Nuclease delivery challenges

The successful delivery of the guide RNAs and nuclease (Cas9) is essential for efficient genome editing. In this context, genome editing can be thought of as an easier task, given that unlike RNA-i, genome-editing therapeutics do not necessitate sustained transgene expression, increasing the portfolio of delivery agents. However, the selection of the delivery agent also depends on the desired method of DNA repair after the DSB. While for NHEJ, only the endonuclease needs to be delivered, for HDR, the donor DNA needs to be co-delivered for a sustained period of time, with adenoviral vectors demonstrating high accuracy as HDR donors, albeit, with low efficiency [166]. Furthermore, unlike RNA-i, which piggybacks on endogenous RNA-based pathways, delivery of CRISPR-Cas9-based therapeutics requires the delivery of the Cas9 gene or protein, which can be quite bulky. Traditionally, small-molecule synthetic drugs are below 500 kDa in weight while bulkier antibodies that can be successfully delivered do not require intracellular delivery. A solution here is to use gene therapy vectors to express both the endonuclease domain and the sgRNA domain. Here, while constitutive transgene expression is an advantage, increasing the potential for on-target cleavage, extended persistence of these nuclease components may result in higher off-target mutations, presenting somewhat of a double-edged sword.

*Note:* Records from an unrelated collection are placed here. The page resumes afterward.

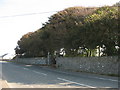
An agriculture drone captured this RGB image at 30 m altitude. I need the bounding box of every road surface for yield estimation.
[0,61,118,88]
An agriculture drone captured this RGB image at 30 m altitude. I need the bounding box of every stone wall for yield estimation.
[56,56,120,75]
[13,57,47,65]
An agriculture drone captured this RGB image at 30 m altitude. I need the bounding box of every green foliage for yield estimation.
[15,6,120,57]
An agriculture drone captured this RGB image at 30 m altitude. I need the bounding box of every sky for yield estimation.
[0,0,119,58]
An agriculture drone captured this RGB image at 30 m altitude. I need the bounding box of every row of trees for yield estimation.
[15,6,120,57]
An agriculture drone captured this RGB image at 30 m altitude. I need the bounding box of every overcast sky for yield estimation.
[0,0,119,56]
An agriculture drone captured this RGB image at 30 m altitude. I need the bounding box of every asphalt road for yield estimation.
[0,62,118,88]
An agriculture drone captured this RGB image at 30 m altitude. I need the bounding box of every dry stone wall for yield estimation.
[56,56,120,75]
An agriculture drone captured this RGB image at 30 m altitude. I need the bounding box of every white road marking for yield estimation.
[33,71,47,76]
[43,69,120,82]
[57,77,96,88]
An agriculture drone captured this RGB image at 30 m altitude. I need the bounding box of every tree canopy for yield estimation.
[15,6,120,57]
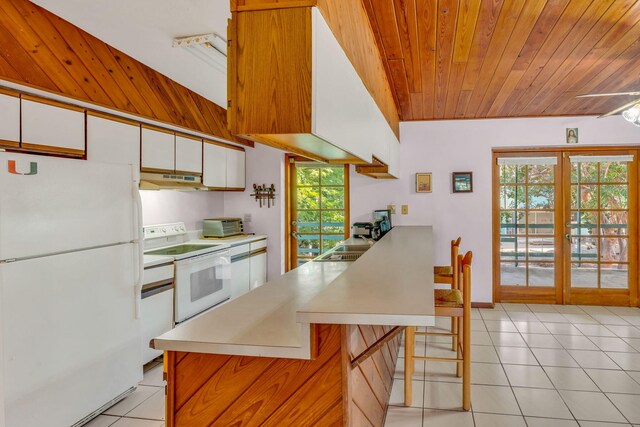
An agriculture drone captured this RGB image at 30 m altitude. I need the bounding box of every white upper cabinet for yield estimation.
[202,142,227,188]
[0,93,20,146]
[87,114,140,180]
[141,127,175,172]
[226,148,245,188]
[312,8,397,163]
[22,98,85,155]
[175,135,202,175]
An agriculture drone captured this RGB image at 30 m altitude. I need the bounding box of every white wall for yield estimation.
[224,144,285,280]
[140,190,224,231]
[351,116,640,302]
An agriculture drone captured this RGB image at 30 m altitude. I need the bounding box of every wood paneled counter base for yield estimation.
[165,325,402,427]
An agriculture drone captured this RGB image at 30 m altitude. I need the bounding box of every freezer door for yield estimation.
[0,152,138,260]
[0,244,142,427]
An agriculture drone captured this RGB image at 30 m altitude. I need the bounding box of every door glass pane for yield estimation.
[322,187,344,209]
[600,211,629,236]
[571,263,598,288]
[600,264,629,289]
[500,211,525,234]
[527,237,555,261]
[528,185,554,209]
[500,185,525,209]
[600,184,629,209]
[500,262,527,286]
[529,262,555,287]
[600,237,629,262]
[320,167,344,185]
[571,162,598,182]
[571,185,598,210]
[322,211,344,235]
[528,211,554,236]
[297,187,320,209]
[528,165,554,184]
[571,212,598,236]
[500,165,517,184]
[296,166,320,186]
[571,237,598,262]
[298,211,320,233]
[297,234,320,258]
[600,162,628,182]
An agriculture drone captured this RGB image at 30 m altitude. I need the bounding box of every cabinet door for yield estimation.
[231,258,253,299]
[0,93,20,147]
[141,127,175,172]
[176,135,202,175]
[22,99,85,156]
[202,142,227,188]
[87,114,140,181]
[140,289,173,364]
[249,252,267,289]
[227,148,245,188]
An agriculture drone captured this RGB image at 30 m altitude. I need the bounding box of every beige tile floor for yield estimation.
[385,304,640,427]
[85,362,165,427]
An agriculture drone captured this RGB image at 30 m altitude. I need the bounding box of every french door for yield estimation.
[493,149,638,305]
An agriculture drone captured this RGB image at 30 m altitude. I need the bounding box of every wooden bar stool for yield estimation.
[404,252,473,411]
[433,237,462,285]
[433,237,462,351]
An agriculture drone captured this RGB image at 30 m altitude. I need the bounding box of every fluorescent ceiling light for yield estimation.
[173,33,227,73]
[622,104,640,126]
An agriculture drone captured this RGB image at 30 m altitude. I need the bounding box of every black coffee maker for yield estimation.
[371,209,391,240]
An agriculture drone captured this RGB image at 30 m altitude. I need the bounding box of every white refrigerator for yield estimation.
[0,152,143,427]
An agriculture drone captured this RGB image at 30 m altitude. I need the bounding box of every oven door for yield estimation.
[175,250,231,323]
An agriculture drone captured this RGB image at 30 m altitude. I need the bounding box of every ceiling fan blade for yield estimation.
[576,92,640,98]
[598,99,640,118]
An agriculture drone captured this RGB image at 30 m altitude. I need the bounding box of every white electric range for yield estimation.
[143,226,231,323]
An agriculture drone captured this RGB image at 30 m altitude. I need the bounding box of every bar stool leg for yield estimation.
[451,317,458,351]
[404,326,416,406]
[462,310,471,411]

Conventional delivery agents include both viral and non-viral delivery approaches. On the viral side, the usual vehicles can be used, including lentiviruses (e.g., integrase-defective lentiviruses [167]), adenoviruses, and adeno-associated viruses (AAV) [168]. While AAV-based viral vectors and electroporation have been widely used in preclinical animal models in vivo, as listed here [169], with promising results in hemophilia [170], muscular dystrophies [171], and other hereditary diseases, the use of AAV-based systems can bear the risk of residual nuclease expression and integration of the viral vectors into the host genome, although not observed in preclinical studies. With this mind, non-viral modalities, including, cell-penetrating peptides, lipid nanoparticles, semiconductor quantum dots [172], or cationic lipids [173] can be used, with electroporation and rapid mechanical deformation being more recent forms of delivery. However, electroporation, which involves pulsed electric fields, can permanently disrupt cell membrane integrity, especially in cells of the blood and immune system [174]. So, rapid mechanical deformation with microfluidic devices appears to be safer and more precise, at the single-cell level, delivering a higher throughput and the ability to transfect hard-to-transfect cells, such as human ESCs or iPSCs, relative to immortalized tumor cell lines [175].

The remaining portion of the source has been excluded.